I feel everything so keenly and bluntly today. A grade A example of a seemingly bipolar being, sensing each moment pointedly and on each end of the spectrum. Some fill me with what feels like a hot cup of tea, filled with surprising lemon tartness and smooth honey and warmth and safety, making it difficult to breathe in a way where everything seems to skip a beat- some are ragged and painful and sharp around the edges, making it difficult to breathe and not in the lovely way where everything seems to skip a beat.

Yesterday I experienced what felt like potentially one of the most bewitched and astonishing days. I walked in a soft haze, feeling warm in the cold and electric.

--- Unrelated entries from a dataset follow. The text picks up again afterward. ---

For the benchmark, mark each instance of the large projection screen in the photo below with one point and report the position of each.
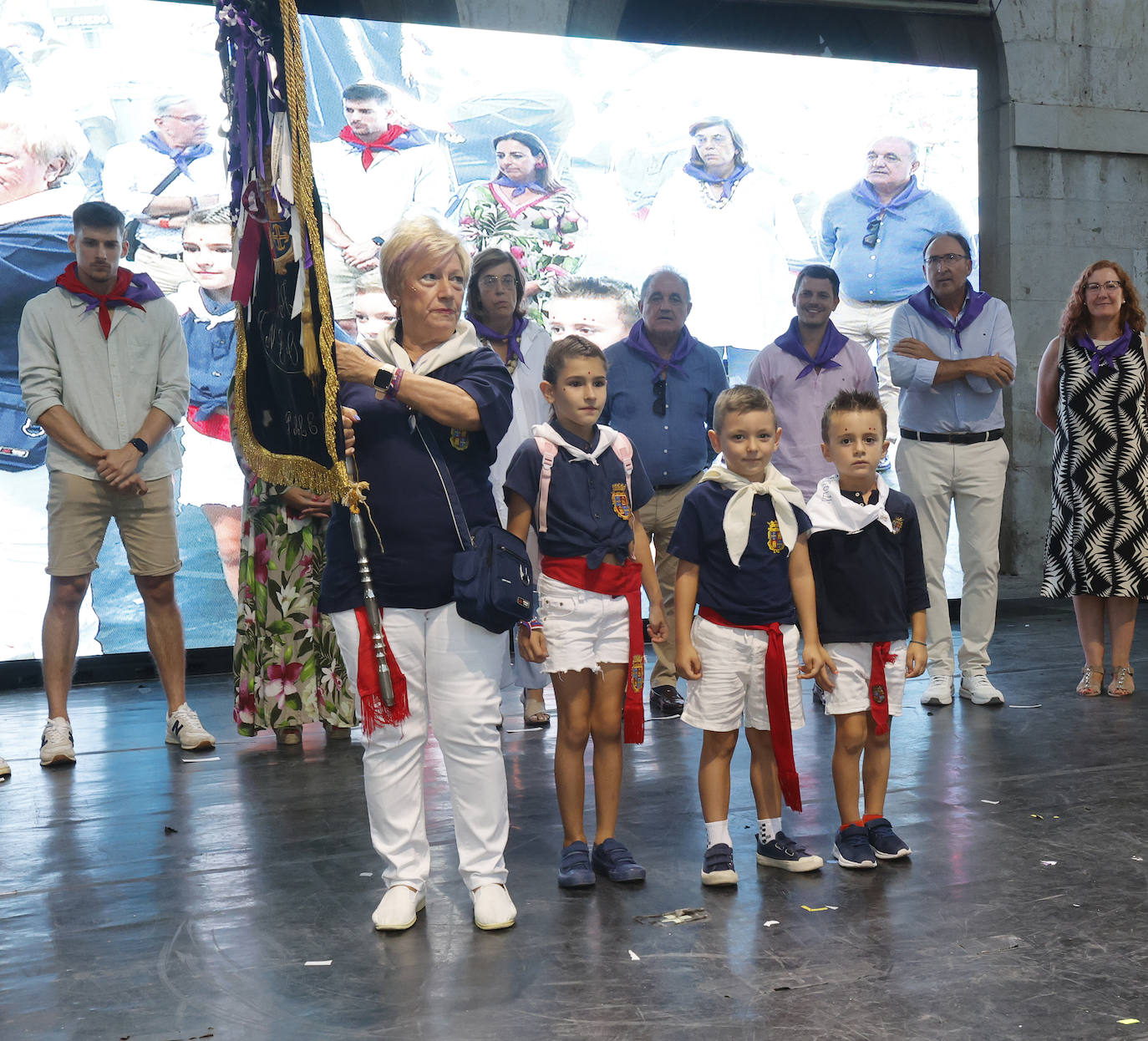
(616, 119)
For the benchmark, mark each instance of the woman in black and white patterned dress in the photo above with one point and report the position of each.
(1090, 393)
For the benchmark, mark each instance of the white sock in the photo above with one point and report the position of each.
(768, 828)
(718, 831)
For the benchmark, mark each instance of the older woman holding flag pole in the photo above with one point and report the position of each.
(432, 404)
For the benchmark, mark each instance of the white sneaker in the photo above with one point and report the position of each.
(399, 909)
(939, 691)
(185, 729)
(977, 688)
(57, 744)
(493, 906)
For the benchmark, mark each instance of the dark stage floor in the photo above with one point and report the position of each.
(152, 894)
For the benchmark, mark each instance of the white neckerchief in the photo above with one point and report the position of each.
(782, 491)
(831, 511)
(187, 297)
(607, 436)
(384, 348)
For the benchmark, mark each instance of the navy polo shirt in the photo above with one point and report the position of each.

I saw things a bit differently than I have in a very long time and felt a fascinating, terrifying peace. The smallest things felt like the biggest and I wanted to say everything and nothing at all.

I sat with my family at dinner at a lodge in Snoqualmie dining on rare steak and creamy Risotto, sipping on Syrah that gives me hives and flushed cheeks. Table lit by dim crimson candles listening to an account of my mother’s sixty first year of life; full of unexpected surprises and painted with pictures of joys not found even in her wildest dreams. She shared of the difficult introspection experienced throughout the past twelve months and I saw her so clearly in all of her humanness and fear and undeniable beauty. Her ability to maintain and grow constantly gives me something to strive toward. As I watch her cross through another year, I ponder what will happen to me as I enter twenty seven.

I cried myself to sleep, after such a day, thinking about the deaths and tragedies that fill the mealy pages of our papers, the glossy streams on our screens, and the darkly luminous waves emitted from televisions. I fall behind on what’s going on in our world, our country, our state- just by tuning out for one day and what happens comes crashing down around me. I cried through church this morning, first lightly when my friend Kenneth stood in front of us- baring his heart and his promise to see. Then less controllably upon a time of reflection, remembering to open my eyes and to see, to remember that there is a beyond, and that I am so beyond lucky.

Lucky to be here from the womb of a refugee, sitting next to a mother who loves me beyond comprehension. Lucky to feel the halcyon breeze, lifted above the Puget Sound with a warm pulse and cold hands. Lucky to exist unafraid and for being, making my way through each of my nine lives. Lucky to feel so abundantly and thoroughly, whether it pains or exhilarates. Lucky to feel everything in serrated fragments, both the stunningly good and throttling bad. Lucky to feel the substance of approximately 98.6 degrees Fahrenheit through my denim on the rocks of Ruston. Lucky to walk down the sunshine dappled streets of the North Slope, Staralfur through my headphones and chestnut shells ground beneath my weight. Lucky to sit across my best friends at the bar next door, taking in their gorgeous faces and arguing and loving and shivering from the bite of the breeze. Lucky to hear my laugh reverberate against the walls of their home, my second home and a place to feel safe.

Maybe it would be simpler, easier- to feel less. To fall less. To see less. To question less. But I wonder in these moments of spiralling, fascinating bewilderment: what would I lose?